One miner, though, has expressed serious concern that, when the drop in the block subsidy occurs, it could trigger a chain of events that could lead to an inevitable hard fork.
Chandler Guo is the founder of Bitbank, a China-based digital currency company that runs one of the largest mining operations in the world, BW. On average,accounts for approximately 10% of the total hashrate, an impressive feat considering it launched only two years ago.
Guo said he fears that if the price of bitcoin does not appreciate significantly before or immediately after halving, too much hashrate will drop off the network due to unprofitable mining, making transaction verification virtually impossible.
“If the price doesn’t go up very quickly, up two times, it means a lot of the older machines will be shut down. They must shut down.”
Bitcoin halving is a roughly once-every-four-year event whereby the consistent supply of bitcoin released is cut in half. When pseudonymous creator Satoshi Nakamoto released bitcoin in January 2009, each block generated a reward of 50 BTC. On 28th November, 2012, nearly four years after the bitcoin blockchain was first launched, the reward subsidy fell by half to 25 BTC.
Satoshi added halving so that the code could continue to provide fresh bitcoins as the network scaled, but would also phase out the production of new bitcoin as it approached the maximum cap of 21 million. However, that sudden drop can shock miners that operate with low profit margins.
Guo believes that miners using less efficient hardware will be forced to drop off the network when the subsidy falls.
“There will be 300 petahash of older machines that shut down immediately. They don’t need to work anymore; they just shut down,” he said.
He went on to explain:
“When halving come[s], for the Avalon A3, Bitminer S3, the cost of the electricity is the same, so it must shut down. For example, the S3 is working 24 hours, they cost $1, for example, and they can mine $1. So if mining equipment can only mine the electricity payment, they don’t need to work.”
Hardfork for difficulty
Miners make money by generating more income than they spend on electricity and the associated costs of running a network of machines that are always churning away. Maximizing profit in bitcoin mining is all about how much hardware someone can throw at trying to solve the next block.
The more hashing power, the more likely a miner is going to succeed on a regular basis.
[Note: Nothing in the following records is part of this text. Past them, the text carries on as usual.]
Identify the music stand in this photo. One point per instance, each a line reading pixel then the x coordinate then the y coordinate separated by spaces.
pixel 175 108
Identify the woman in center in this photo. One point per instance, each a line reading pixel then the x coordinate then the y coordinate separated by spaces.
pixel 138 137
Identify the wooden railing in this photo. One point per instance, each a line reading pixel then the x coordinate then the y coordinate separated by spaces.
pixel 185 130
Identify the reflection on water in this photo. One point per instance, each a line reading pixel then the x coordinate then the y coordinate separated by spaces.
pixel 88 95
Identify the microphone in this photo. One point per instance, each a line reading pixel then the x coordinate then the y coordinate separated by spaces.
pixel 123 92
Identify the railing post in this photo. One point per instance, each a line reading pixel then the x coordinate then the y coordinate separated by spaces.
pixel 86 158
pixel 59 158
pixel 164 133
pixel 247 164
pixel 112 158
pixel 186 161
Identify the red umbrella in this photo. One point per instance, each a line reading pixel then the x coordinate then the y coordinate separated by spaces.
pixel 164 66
To solve this problem, Nakamoto included a difficulty equation in the code so that every 2,016 blocks, the code analyzes how much hashing power is on the network and increases – or decreases – the difficulty. Over the past year, the difficulty has increased significantly as more hardware was added to the network.
The reason Guo is so concerned is because of the hard coded time by which difficulty is calculated. If more hashing power was added to the network tomorrow, blocks might be found sooner, increasing profitability for miners and speeding up the time at which difficulty is recalculated. However, if hashing power were to be removed, the opposite occurs.
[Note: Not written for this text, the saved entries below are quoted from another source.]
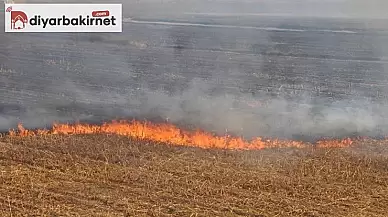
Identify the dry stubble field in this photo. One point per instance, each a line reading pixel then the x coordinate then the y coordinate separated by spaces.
pixel 107 175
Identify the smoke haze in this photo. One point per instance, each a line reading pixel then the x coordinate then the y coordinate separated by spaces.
pixel 289 69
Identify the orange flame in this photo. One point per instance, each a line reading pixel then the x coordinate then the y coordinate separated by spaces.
pixel 168 133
Guo explained that if a large number of miners are taken offline, it will reduce a significant amount of the total hashing power which, in turn, will slow down when the next difficulty event occurs.
He told CoinDesk:
“When the difficulty doesn’t change, but the hashing power shuts down immediately, there will be no next block. If, after the halving, the price does not go up, but the prices goes down, [there] will be heartache. It means no next block, no blockchain, all of the blockchain will be shut down immediately.”
In other words, because the difficulty won’t change for 2,016 blocks, if 300 petahash were to drop off the network, that would slow down the time between each block.
That slowdown could translate into slower transaction times, creating major headaches for people looking to broadcast transactions. In one worst-case scenario, this situation would lead to a crisis of confidence in the digital currency, potentially resulting in a sell-off. Lower bitcoin prices could result in even more miners shutting down their hardware, sparking a vicious cycle.
To get around this, Guo believes that there will need to be a hard fork to essentially reset the difficulty.
“Some mining pool, together, will change to another chain, to change the difficulty to another chain. [A] hard fork is coming, it’s bad news and the price will crash down again,” he said.